Não estamos discutindo aqui o quão social e ambientalmente justo é a cobrança da água como insumo produtivo. Entretanto, o que a experiência internacional tem mostrado é que o mercado pode não ser a melhor alternativa de regulação, haja vista os conflitos na Bolívia, Argentina, Chile, Canadá, Índia e países da África. A troca ou venda de títulos de direito sobre o uso da água tem resultado, em muitas situações, na constituição de reservas de “direitos”, em especulação em torno de mananciais estrategicamente localizados, além de não coibir o consumo nem reduzir a poluição.

No contexto das sociedades produtoras de mercadorias, quando falamos em água, estamos nos referindo ao hidronegócio e isso em um mercado comandado pelos interesses das “gigantes da água”, devidamente representadas pela OMC, FMI e Banco Mundial.
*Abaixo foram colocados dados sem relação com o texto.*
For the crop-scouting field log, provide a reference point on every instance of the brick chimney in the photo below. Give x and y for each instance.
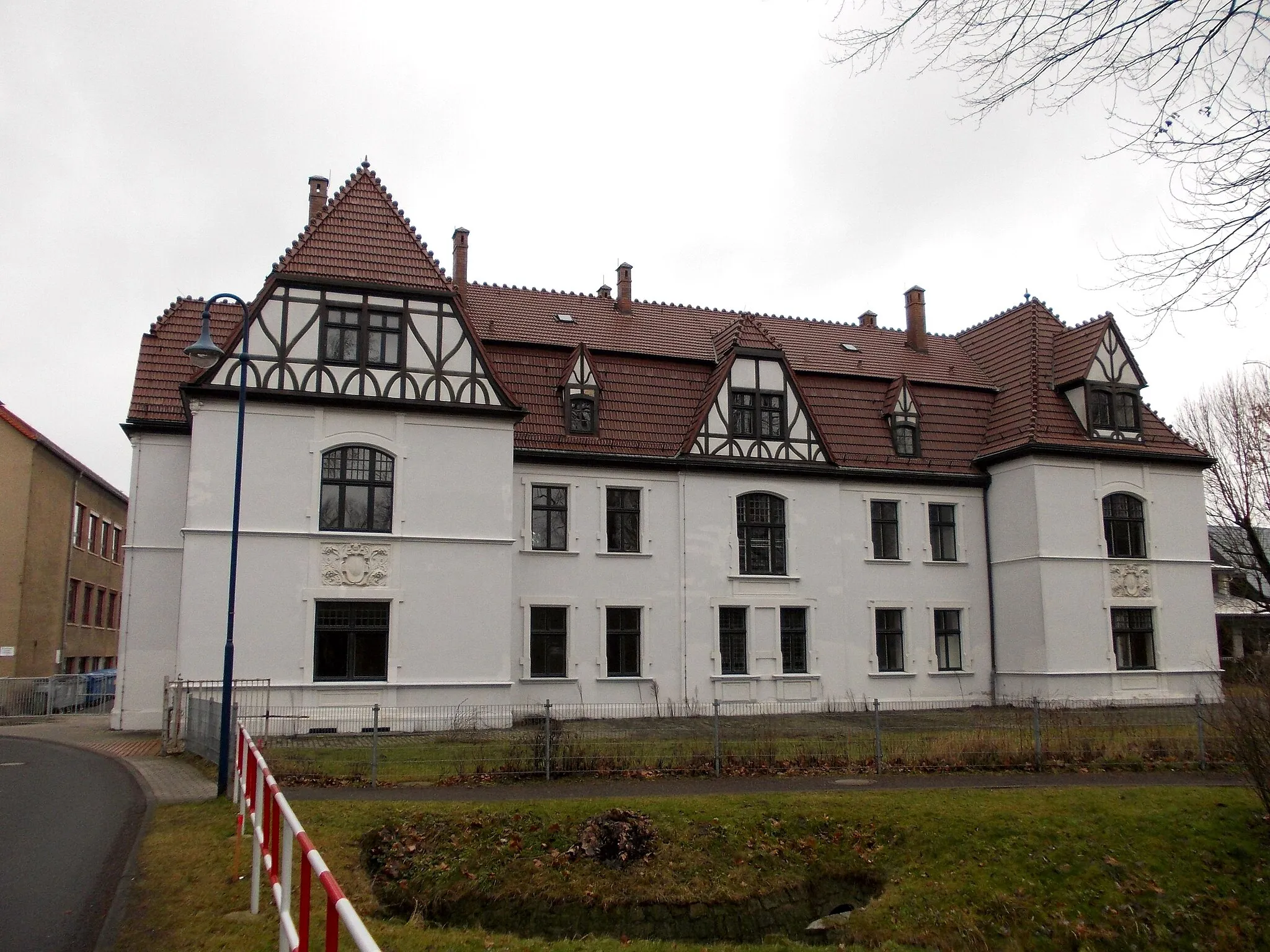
(316, 196)
(460, 258)
(915, 310)
(624, 288)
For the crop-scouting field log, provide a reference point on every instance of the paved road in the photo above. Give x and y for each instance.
(68, 822)
(696, 786)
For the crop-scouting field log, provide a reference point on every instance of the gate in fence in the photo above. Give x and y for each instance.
(91, 692)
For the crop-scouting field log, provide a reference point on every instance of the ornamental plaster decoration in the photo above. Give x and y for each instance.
(1130, 580)
(355, 564)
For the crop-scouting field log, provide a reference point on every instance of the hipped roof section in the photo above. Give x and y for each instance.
(982, 392)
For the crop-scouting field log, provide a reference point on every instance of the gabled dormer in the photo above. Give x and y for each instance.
(755, 409)
(1101, 381)
(579, 394)
(360, 309)
(902, 418)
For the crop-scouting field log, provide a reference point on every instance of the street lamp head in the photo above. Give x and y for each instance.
(203, 352)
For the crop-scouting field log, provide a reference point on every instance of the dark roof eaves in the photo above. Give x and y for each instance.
(1100, 452)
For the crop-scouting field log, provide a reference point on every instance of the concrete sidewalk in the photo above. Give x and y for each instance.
(575, 788)
(169, 780)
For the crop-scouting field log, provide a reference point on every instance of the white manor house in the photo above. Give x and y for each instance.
(458, 491)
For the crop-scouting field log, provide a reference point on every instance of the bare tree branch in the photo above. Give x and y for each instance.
(1189, 84)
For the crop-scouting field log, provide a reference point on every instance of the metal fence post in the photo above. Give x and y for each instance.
(1037, 731)
(877, 736)
(548, 743)
(375, 746)
(718, 762)
(1199, 731)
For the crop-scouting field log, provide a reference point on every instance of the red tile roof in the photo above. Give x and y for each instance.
(986, 391)
(362, 236)
(163, 366)
(31, 433)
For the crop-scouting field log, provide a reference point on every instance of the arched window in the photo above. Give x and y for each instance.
(1124, 526)
(761, 534)
(356, 490)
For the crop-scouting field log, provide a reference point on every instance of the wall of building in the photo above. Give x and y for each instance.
(1054, 584)
(16, 461)
(153, 578)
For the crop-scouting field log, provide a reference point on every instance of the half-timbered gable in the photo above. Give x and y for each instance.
(358, 307)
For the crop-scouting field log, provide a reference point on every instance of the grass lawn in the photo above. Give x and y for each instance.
(1001, 870)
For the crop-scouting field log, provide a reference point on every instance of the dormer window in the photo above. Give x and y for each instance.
(1114, 413)
(902, 418)
(580, 397)
(582, 414)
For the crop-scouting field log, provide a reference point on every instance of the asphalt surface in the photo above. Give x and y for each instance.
(571, 788)
(68, 824)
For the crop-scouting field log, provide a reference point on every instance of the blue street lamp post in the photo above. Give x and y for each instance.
(203, 353)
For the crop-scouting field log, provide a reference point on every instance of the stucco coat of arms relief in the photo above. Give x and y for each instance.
(1130, 580)
(355, 564)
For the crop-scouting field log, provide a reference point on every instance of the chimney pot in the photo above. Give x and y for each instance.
(461, 258)
(316, 196)
(624, 287)
(915, 310)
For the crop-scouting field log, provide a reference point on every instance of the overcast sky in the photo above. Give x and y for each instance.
(154, 150)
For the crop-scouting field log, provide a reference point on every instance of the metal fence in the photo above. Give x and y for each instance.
(92, 692)
(373, 744)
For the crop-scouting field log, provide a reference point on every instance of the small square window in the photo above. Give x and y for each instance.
(549, 518)
(623, 635)
(948, 639)
(733, 650)
(793, 640)
(884, 518)
(889, 628)
(943, 517)
(549, 641)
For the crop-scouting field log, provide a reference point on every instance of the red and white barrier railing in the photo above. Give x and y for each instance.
(275, 831)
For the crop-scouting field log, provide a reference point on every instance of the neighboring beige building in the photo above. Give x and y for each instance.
(61, 559)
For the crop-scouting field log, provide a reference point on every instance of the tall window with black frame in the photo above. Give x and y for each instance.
(623, 633)
(889, 628)
(1124, 526)
(549, 641)
(623, 518)
(793, 640)
(1134, 633)
(351, 640)
(733, 650)
(948, 639)
(356, 490)
(761, 534)
(943, 531)
(884, 518)
(550, 518)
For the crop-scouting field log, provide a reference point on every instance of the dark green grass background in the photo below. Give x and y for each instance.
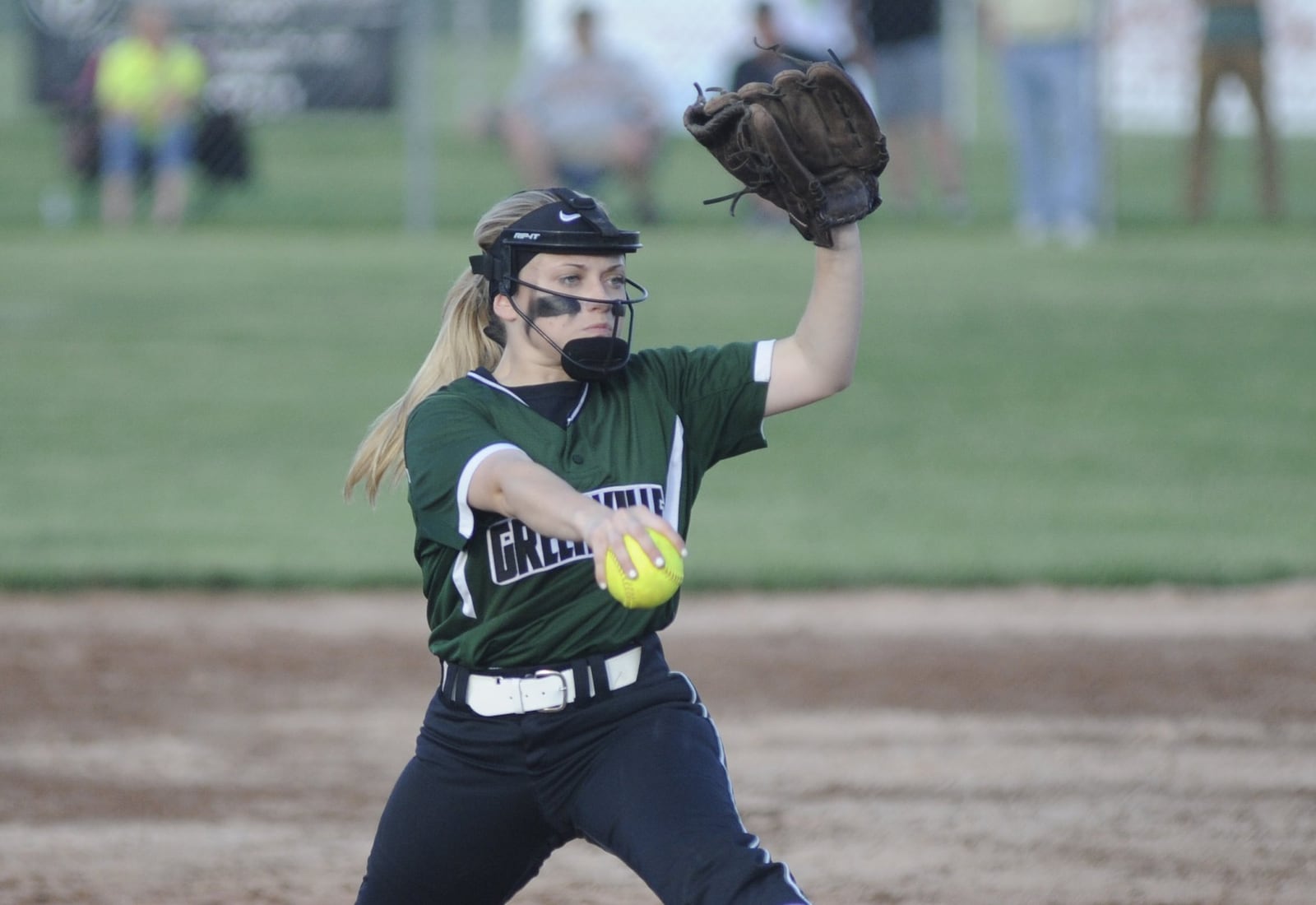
(179, 410)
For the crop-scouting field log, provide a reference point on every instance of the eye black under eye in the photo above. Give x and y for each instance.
(554, 307)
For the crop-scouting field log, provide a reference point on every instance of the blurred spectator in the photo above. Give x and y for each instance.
(577, 120)
(148, 86)
(1048, 55)
(773, 52)
(899, 41)
(1234, 42)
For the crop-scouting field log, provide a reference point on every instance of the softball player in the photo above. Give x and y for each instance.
(533, 439)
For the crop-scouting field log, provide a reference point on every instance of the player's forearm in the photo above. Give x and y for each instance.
(828, 333)
(530, 492)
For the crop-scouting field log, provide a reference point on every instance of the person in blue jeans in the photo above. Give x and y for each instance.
(146, 87)
(901, 45)
(1048, 57)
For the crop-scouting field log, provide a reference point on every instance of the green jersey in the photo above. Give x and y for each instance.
(502, 595)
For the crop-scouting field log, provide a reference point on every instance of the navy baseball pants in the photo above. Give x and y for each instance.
(637, 773)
O que resta, então, ao Brasil (que exporta grãos e carne, ou seja, água), dono da maior reserva de água doce do mundo? Talvez afirmar o princípio de que a escassez das águas não pode ser compreendida como uma oportunidade de negócio e que precisamos romper com o paradigma de que a água é uma mercadoria. Existe sim, conflito, contradição, entre a água como direito e como mercadoria, afinal, o mercado é o locus do mais forte e não exatamente do mais justo.

*Esse texto contou com a contribuição do Prof. Luiz Roberto Santos Moraes, professor titular da UFBA.